Creo que el universo tiene su manera de devolver el equilibro a las cosas según sus propias leyes, cuando éstas se ven alteradas. Los tiempos que estamos viviendo, llenos de paradojas, dan que pensar...
En una era en la que el cambio climático está llegando a niveles preocupantes por los desastres naturales que se están sucediendo, a China en primer lugar y a otros tantos países a continuación, se les obliga al bloqueo; la economía se colapsa, pero la contaminación baja de manera considerable. La calidad del aire que respiramos mejora, usamos mascarillas, pero no obstante, seguimos respirando...
En un momento histórico en el que ciertas políticas e ideologías discriminatorias, con fuertes reclamos a un pasado vergonzoso, están resurgiendo en todo el mundo. Aparece un virus que nos hace experimentar que, en un cerrar de ojos, podemos convertirnos en los discriminados, aquellos a los que no se les permite cruzar la frontera, aquellos que transmiten enfermedades. Aún no teniendo ninguna culpa, aún siendo de raza blanca, occidentales y con todo tipo de lujos económicos a nuestro alcance.
En una sociedad que se basa en la productividad y el consumo, en la que todos corremos 14 horas al día persiguiendo no se sabe muy bien qué, sin  descanso, sin pausa, de repente se nos impone un parón forzado. Quietecitos, en casa, día tras día.

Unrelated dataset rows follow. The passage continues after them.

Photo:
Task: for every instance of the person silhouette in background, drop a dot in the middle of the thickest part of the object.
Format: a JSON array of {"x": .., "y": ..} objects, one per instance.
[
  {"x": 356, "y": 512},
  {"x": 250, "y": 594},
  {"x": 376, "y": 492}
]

A contar las horas de un tiempo al que le hemos perdido el valor, si acaso éste no se mide en retribución de algún tipo o en dinero. ¿Acaso sabemos todavía cómo usar nuestro tiempo sin un fin específico?

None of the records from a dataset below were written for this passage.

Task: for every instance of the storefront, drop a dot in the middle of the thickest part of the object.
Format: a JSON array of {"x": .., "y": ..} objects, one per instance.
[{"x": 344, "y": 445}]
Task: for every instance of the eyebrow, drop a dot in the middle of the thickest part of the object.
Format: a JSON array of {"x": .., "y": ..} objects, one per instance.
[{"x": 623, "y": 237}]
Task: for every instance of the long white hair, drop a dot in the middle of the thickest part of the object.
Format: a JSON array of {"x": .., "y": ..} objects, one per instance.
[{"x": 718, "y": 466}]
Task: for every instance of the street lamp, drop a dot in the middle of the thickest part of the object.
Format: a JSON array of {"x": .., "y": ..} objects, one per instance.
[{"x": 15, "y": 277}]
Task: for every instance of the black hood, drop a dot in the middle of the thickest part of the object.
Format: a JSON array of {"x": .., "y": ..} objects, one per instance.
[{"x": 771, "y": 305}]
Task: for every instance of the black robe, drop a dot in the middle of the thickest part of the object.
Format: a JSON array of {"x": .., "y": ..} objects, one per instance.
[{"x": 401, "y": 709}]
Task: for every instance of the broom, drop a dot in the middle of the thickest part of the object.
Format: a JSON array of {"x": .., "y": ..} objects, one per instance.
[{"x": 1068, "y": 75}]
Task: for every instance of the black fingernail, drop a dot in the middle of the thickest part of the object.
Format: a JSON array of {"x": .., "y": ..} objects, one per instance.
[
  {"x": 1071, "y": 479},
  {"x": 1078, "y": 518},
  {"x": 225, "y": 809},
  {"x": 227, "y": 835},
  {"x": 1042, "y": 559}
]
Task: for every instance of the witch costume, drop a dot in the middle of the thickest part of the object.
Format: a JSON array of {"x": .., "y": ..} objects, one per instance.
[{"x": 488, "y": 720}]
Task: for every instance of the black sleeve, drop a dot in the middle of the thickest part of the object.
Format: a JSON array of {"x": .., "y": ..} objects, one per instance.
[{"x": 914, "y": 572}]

En una época en la que la crianza de los hijos, por razones mayores, se delega a menudo a otras figuras e instituciones, el Coronavirus obliga a cerrar escuelas y nos fuerza a buscar soluciones alternativas, a volver a poner a papá y mamá junto a los propios hijos. Nos obliga a volver a ser familia.
En una dimensión en la que las relaciones interpersonales, la comunicación, la socialización, se realiza en el espacio virtual, de las redes sociales, dándonos la falsa ilusión de cercanía, este virus nos quita la verdadera cercanía, la real: que nadie se toque, se bese, se abrace, todo se debe de hacer a distancia, en la frialdad de la ausencia de contacto. ¿Cuánto hemos dado por descontado estos gestos y su significado?

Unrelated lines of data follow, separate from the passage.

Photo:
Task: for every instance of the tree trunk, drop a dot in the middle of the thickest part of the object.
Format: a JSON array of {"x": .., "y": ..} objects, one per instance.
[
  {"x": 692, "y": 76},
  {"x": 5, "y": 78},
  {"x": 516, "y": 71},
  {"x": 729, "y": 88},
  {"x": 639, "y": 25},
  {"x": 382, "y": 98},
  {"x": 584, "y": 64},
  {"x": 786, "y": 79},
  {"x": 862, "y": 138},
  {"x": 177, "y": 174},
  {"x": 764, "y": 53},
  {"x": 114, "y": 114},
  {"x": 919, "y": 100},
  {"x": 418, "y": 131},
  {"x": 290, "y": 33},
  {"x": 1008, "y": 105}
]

En una fase social en la que pensar en uno mismo se ha vuelto la norma, este virus nos manda un mensaje claro: la única manera de salir de ésta es hacer piña, hacer resurgir en nosotros el sentimiento de ayuda al prójimo, de pertenencia a un colectivo, de ser parte de algo mayor sobre lo que ser responsables y que ello a su vez se responsabilice para con nosotros. La corresponsabilidad: sentir que de tus acciones depende la suerte de los que te rodean, y que tú dependes de ellos. 
Dejemos de buscar culpables o de preguntarnos por qué ha pasado esto, y empecemos a pensar en qué podemos aprender de todos ello. Todos tenemos mucho sobre lo que reflexionar y esforzarnos. Con el universo y sus leyes parece que la humanidad ya esté bastante en deuda y que nos lo está viniendo a explicar esta epidemia, a caro precio.